Despite this warning, most of the vaccines our dogs receive still contain it. So if our dogs continue to receive vaccines as typically scheduled: at 6 - 8 weeks, 10-12 weeks, 16-18 weeks, 12-16 months, and yearly boosters, that's a whole lot of thimerosal.
Here is the issue:
Puppies are already born with antibodies and protection against common disease from their vaccinated parents whose parents were also vaccinated and their parents who were also vaccinated and with this protection also comes thimerosal, which again is a "a very inflammatory neurotoxin and genetic mutator." So, if it is possible that thimerosal altered genes of parent dogs, It is quite possible that these mutated genes are being passed down from litter to litter as well, causing sickness literally from conception.

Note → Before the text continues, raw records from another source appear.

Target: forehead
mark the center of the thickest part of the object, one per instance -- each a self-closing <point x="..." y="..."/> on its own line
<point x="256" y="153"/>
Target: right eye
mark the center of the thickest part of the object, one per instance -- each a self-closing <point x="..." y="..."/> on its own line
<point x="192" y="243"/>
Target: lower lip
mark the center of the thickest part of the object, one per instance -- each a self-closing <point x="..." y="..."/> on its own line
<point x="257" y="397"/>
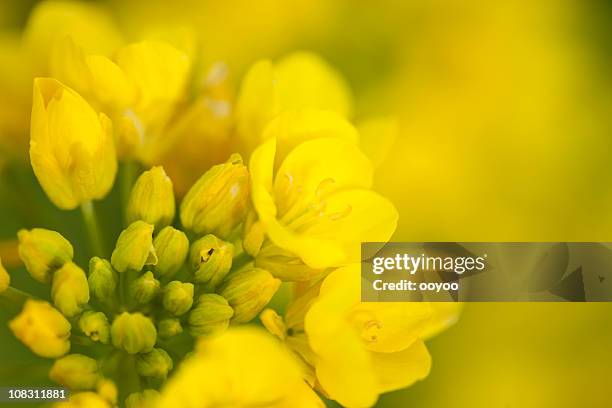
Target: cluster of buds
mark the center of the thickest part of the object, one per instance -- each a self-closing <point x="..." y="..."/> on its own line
<point x="160" y="287"/>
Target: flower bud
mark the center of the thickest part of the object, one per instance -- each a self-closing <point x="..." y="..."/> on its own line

And, since most bulldogs are born via c-section and do not receive healthy bacteria from their mothers' birth canal, the stage is set for perfect storm of illness, which is why your dog is sick in the first place.
So what can you do?
Create the best environment for your animal as possible
- Vaccinate carefully. Follow Jean Dodd's vaccine schedule instead of the AKC's schedule.
- Always ask for a titer test determine if your dog needs a vaccine, based on their individual antibody levels before administering a shot they may not and probably don't need if they were once vaccinated already.
- Detox your dog after each shot.
- Feed real food. Raw or home-cooked.